From a performance standpoint, companies that paid high dividends were among some of the best performing stocks last year. Looking at the top twenty large-cap S&P 500 stocks, having a combination of high dividends, low historic volatility and strong balance sheets delivered an average yield of 4.0% during 2011 and a positive total return (price appreciation plus dividend yield) of 21.3%. This again compares favorably to the S&P 500's 2011 total return of 2.11%.

We continue to believe cash rich companies, particularly technology firms which traditionally have not paid dividends, will increase – or initiate dividend payments. At a time when traditional income-oriented investments such as CDs and Treasury securities are at historically low yields, we continue to find quality stocks that pay above average dividends attractive. Keep in mind that unlike fixed-income investments that promise to pay their interest distributions, common stock dividends are under no such obligation and dividend payments may be reduced or discontinued. Companies generally try to avoid cutting their dividends, but they will if their capital structure becomes compromised, or forced to by regulation.

In addition to a bias toward dividend-paying companies, as we highlighted in our 2012 Market Outlook, within a strategically diversified portfolio and given risk tolerances, we recommend an allocation to defensive-oriented equities. Of the ten major sector groups, stocks within the Utilities, Consumer Staples and Healthcare sectors are generally considered defensive as opposed to cyclical performers.
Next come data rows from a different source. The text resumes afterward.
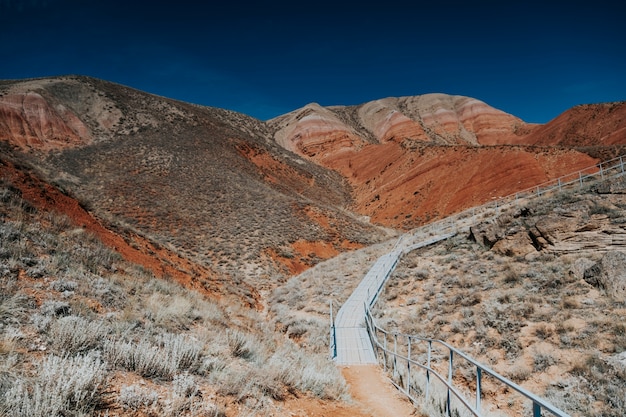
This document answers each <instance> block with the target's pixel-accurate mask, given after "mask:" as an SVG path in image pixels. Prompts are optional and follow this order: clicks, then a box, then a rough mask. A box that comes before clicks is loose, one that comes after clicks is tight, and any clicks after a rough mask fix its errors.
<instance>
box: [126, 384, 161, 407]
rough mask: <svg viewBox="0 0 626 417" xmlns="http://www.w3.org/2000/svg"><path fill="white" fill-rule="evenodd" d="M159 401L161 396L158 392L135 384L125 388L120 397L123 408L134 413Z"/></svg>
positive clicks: (127, 386) (126, 386)
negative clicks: (141, 386)
mask: <svg viewBox="0 0 626 417" xmlns="http://www.w3.org/2000/svg"><path fill="white" fill-rule="evenodd" d="M158 400H159V395H158V394H157V392H156V391H154V390H149V389H147V388H143V387H141V386H138V385H135V384H133V385H126V386H123V387H122V388H121V389H120V395H119V396H118V401H119V403H120V404H121V405H122V407H123V408H124V409H127V410H128V409H130V410H133V411H137V410H139V409H140V408H142V407H149V406H151V405H154V404H156V403H157V401H158Z"/></svg>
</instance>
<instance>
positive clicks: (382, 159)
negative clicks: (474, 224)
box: [327, 142, 598, 229]
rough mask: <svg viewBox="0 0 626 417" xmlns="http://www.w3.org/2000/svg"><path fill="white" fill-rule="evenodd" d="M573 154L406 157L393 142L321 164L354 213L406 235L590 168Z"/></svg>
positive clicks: (512, 151)
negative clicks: (458, 214) (433, 219)
mask: <svg viewBox="0 0 626 417" xmlns="http://www.w3.org/2000/svg"><path fill="white" fill-rule="evenodd" d="M597 162H598V161H597V160H596V159H594V158H591V157H590V156H588V155H586V154H583V153H581V152H577V151H574V150H558V149H550V150H532V149H528V148H524V147H511V146H499V147H466V146H454V147H449V146H445V147H444V146H432V147H424V148H421V149H419V150H416V151H412V152H407V151H406V150H405V149H403V147H402V146H401V145H400V144H398V143H395V142H387V143H384V144H373V145H369V146H367V147H365V148H363V149H361V150H360V151H358V152H351V153H350V154H347V153H345V152H344V153H343V154H342V157H341V158H337V159H333V160H330V159H327V163H328V164H329V167H330V168H333V169H336V170H338V171H339V172H341V173H342V174H343V175H345V176H346V178H348V180H349V181H350V182H351V183H352V184H353V186H354V188H355V193H354V195H355V199H356V209H357V210H358V211H359V212H360V213H362V214H365V215H368V216H370V217H371V219H372V221H373V222H376V223H380V224H383V225H386V226H392V227H399V228H404V229H410V228H413V227H417V226H419V225H420V224H423V223H425V222H427V221H429V220H432V219H436V218H441V217H444V216H447V215H450V214H452V213H455V212H458V211H461V210H463V209H465V208H469V207H472V206H475V205H480V204H483V203H487V202H489V201H491V200H493V199H496V198H498V197H505V196H508V195H510V194H513V193H515V192H517V191H520V190H524V189H527V188H530V187H533V186H535V185H537V184H540V183H543V182H546V181H548V180H551V179H554V178H557V177H559V176H562V175H566V174H569V173H571V172H575V171H577V170H579V169H583V168H587V167H590V166H593V165H595V164H596V163H597Z"/></svg>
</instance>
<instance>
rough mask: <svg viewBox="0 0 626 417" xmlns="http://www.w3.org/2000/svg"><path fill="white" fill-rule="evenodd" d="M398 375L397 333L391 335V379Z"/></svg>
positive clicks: (397, 333) (397, 338) (397, 336)
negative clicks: (391, 366)
mask: <svg viewBox="0 0 626 417" xmlns="http://www.w3.org/2000/svg"><path fill="white" fill-rule="evenodd" d="M397 375H398V333H394V334H393V377H394V378H395V377H396V376H397Z"/></svg>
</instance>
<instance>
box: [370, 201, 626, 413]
mask: <svg viewBox="0 0 626 417" xmlns="http://www.w3.org/2000/svg"><path fill="white" fill-rule="evenodd" d="M609 198H610V199H611V201H610V202H604V199H609ZM588 199H593V201H594V204H592V205H589V204H586V203H585V204H586V206H588V207H590V210H592V211H593V213H594V214H598V213H601V214H602V215H606V216H607V217H608V218H611V219H615V221H616V223H614V224H615V226H616V227H620V224H621V223H620V221H621V220H620V219H622V218H623V212H622V213H621V216H618V215H616V214H615V213H614V211H612V209H600V208H598V207H602V206H604V207H609V208H610V207H615V206H620V204H621V206H622V207H623V204H624V198H623V195H613V196H606V197H602V196H598V195H594V194H586V195H582V196H578V195H575V194H568V195H565V196H558V197H557V200H556V201H553V202H552V204H543V205H542V206H541V212H543V213H545V214H549V213H558V212H559V210H561V208H562V207H566V205H567V204H574V205H577V207H579V206H580V207H582V206H583V205H581V204H580V203H579V202H580V201H586V200H588ZM620 199H621V200H620ZM533 210H535V211H536V212H538V211H539V207H536V208H533ZM509 221H511V223H510V224H509V225H506V226H505V227H518V226H519V224H520V223H519V222H520V221H526V222H532V217H531V218H525V219H523V220H522V219H520V218H513V217H511V218H510V219H509ZM585 256H586V257H588V258H589V259H590V260H591V261H597V260H598V259H599V258H600V257H601V256H602V253H601V252H599V253H596V254H595V255H594V254H593V253H589V252H588V253H586V254H585ZM578 258H580V256H579V255H567V254H564V255H559V254H551V253H539V254H538V256H533V257H528V258H518V257H511V256H505V255H499V254H497V253H494V252H493V251H490V250H488V249H487V248H485V247H483V246H482V245H480V244H478V243H476V242H473V241H471V240H469V239H468V238H467V236H457V237H455V238H453V239H451V240H449V241H448V242H446V243H440V244H438V245H436V246H433V247H430V248H424V249H420V250H417V251H414V252H412V253H410V254H408V255H406V256H405V257H404V258H403V259H402V260H401V262H400V264H399V266H398V268H397V269H396V271H395V272H394V274H393V276H392V278H391V279H390V281H389V283H388V285H387V286H386V288H385V290H384V292H383V293H382V295H381V298H380V301H379V302H378V304H377V306H376V307H377V308H376V311H375V314H376V316H377V317H378V318H377V320H378V322H379V324H380V325H382V327H383V328H386V329H388V330H396V331H400V332H402V333H408V334H416V335H420V336H425V337H430V338H434V339H442V340H445V341H448V342H449V343H451V344H452V345H453V346H456V347H458V348H460V349H461V350H463V351H465V352H467V353H468V354H470V355H471V356H473V357H475V358H477V359H478V360H479V361H480V362H482V363H484V364H486V365H487V366H490V367H492V368H494V369H495V370H496V371H498V372H500V373H501V374H503V375H505V376H508V377H509V378H511V379H513V380H514V381H516V382H518V383H520V384H521V385H522V386H524V387H526V388H527V389H529V390H531V391H532V392H535V393H537V394H539V395H545V396H546V397H547V398H548V400H549V401H551V402H553V403H555V405H557V406H558V407H561V408H562V409H563V410H565V411H566V412H568V413H570V414H571V415H575V416H587V415H603V416H618V415H620V416H621V415H624V414H626V407H625V400H624V391H623V387H624V384H626V378H625V377H626V373H625V368H624V367H623V365H620V364H619V361H617V360H616V359H615V358H617V357H618V355H619V354H620V353H621V352H624V351H625V350H626V337H625V336H624V333H625V326H623V324H622V321H623V320H622V319H623V313H624V311H625V307H626V306H624V304H623V303H619V302H616V301H614V300H612V299H611V298H609V297H608V296H606V295H605V294H604V293H602V291H599V290H598V289H597V288H594V287H592V286H591V285H589V284H588V283H587V282H585V281H584V280H583V279H582V276H578V275H577V274H579V272H576V267H577V265H576V261H577V260H578ZM619 387H621V388H619ZM491 396H492V394H488V397H491ZM495 401H496V402H497V403H499V404H500V406H501V407H502V406H506V407H508V406H507V405H506V404H507V402H508V401H509V400H507V399H506V396H498V397H495Z"/></svg>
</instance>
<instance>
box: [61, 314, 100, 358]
mask: <svg viewBox="0 0 626 417" xmlns="http://www.w3.org/2000/svg"><path fill="white" fill-rule="evenodd" d="M106 334H107V327H106V325H105V324H104V322H101V321H99V322H96V321H87V320H85V319H83V318H81V317H77V316H66V317H61V318H60V319H58V320H57V321H55V322H54V323H53V324H52V326H51V328H50V341H51V343H52V347H53V348H54V349H56V350H58V351H64V352H69V353H80V352H85V351H87V350H90V349H93V348H95V347H97V346H98V345H100V343H101V342H102V339H103V338H104V337H105V336H106Z"/></svg>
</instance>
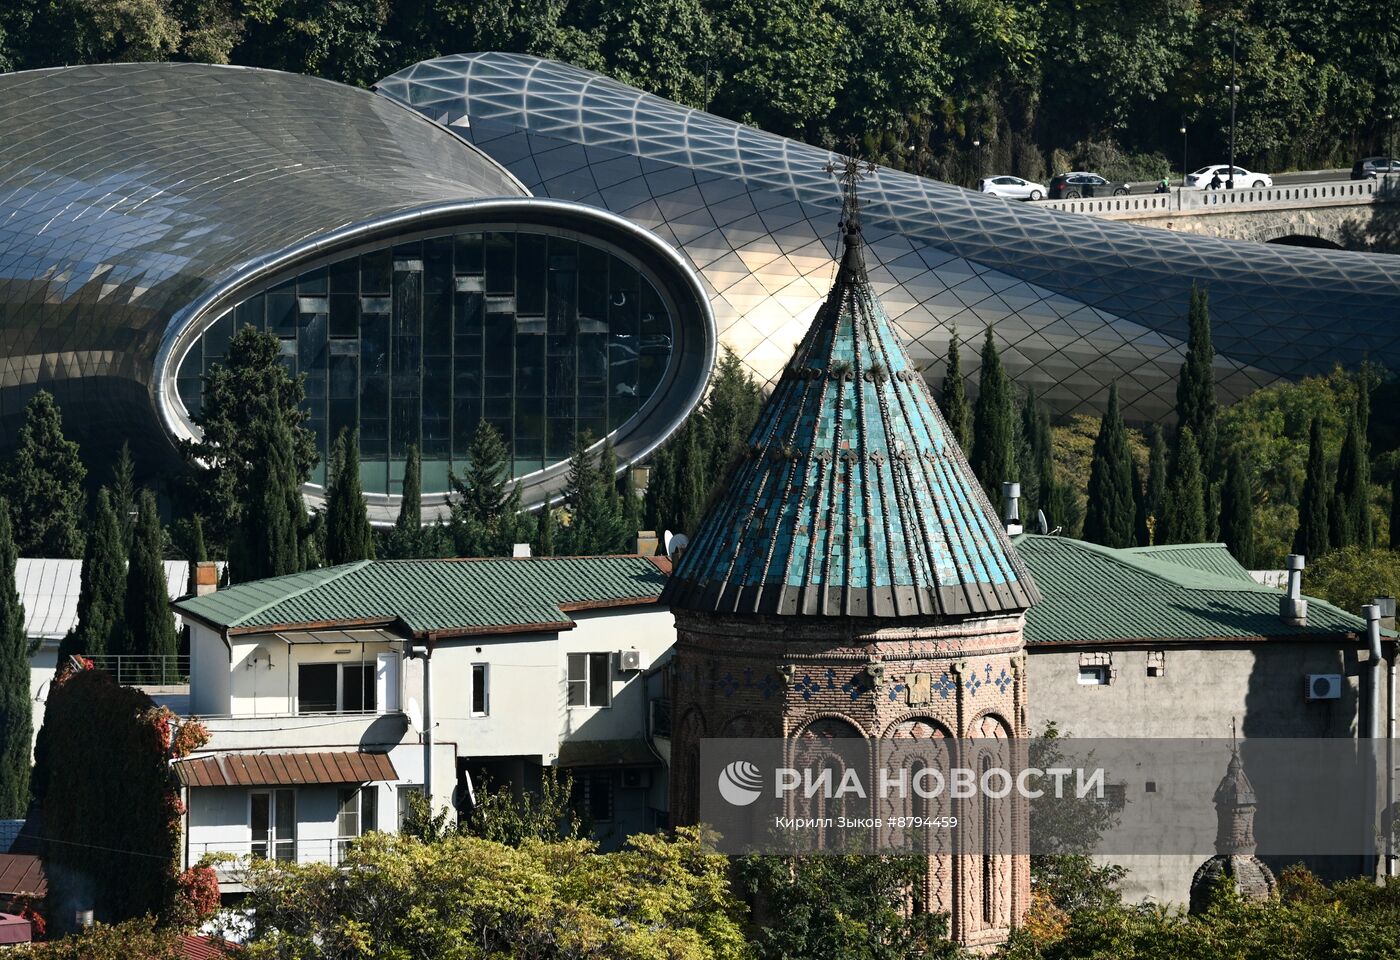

Defensive sectors provide some upside potential in times of improving market conditions, while also remaining less likely to pullback during recessionary periods. Generally, defensive-oriented companies provide "consumer necessities" needed even during times of hardship.

In general, we foresee market volatility to remain elevated throughout 2012 and both dividend-paying companies and defensive sectors should help cushion portfolios against the anticipated market gyrations.

This information is compiled by Cetera Financial Group from source material obtained or provided by US federal and state departmental websites, equity index sponsors Standard & Poor's, Dow Jones, and NASDAQ, credit ratings agencies Standard & Poor's, Moody's Ratings, & Fitch Ratings, domestic and foreign corporate issued newswires and press statements, and from referenced compilations and index readings by Bloomberg Professional. The information is believed to be from reliable sources; however, we make no representation as to its completeness or accuracy. The information has been selected to objectively convey the key drivers and catalysts standing behind current market direction and sentiment. No independent analysis has been performed and the material should not be construed as investment advice. Investment decisions should not be based on this material since the information contained here is a singular news update, and prudent investment decisions require the analysis of a much broader collection of facts and context. All economic and performance information is historical and not indicative of future results. Investors cannot invest directly in indices. This is not an offer, recommendation or solicitation of an offer to buy or sell any security and investment in any security covered in this material may not be advisable or suitable. Please consult your financial professional for more information.

While diversification may help reduce volatility and risk, it does not guarantee future performance. Additional risks are associated with international investing, such as currency fluctuations, political and economic instability, and differences in accounting standards.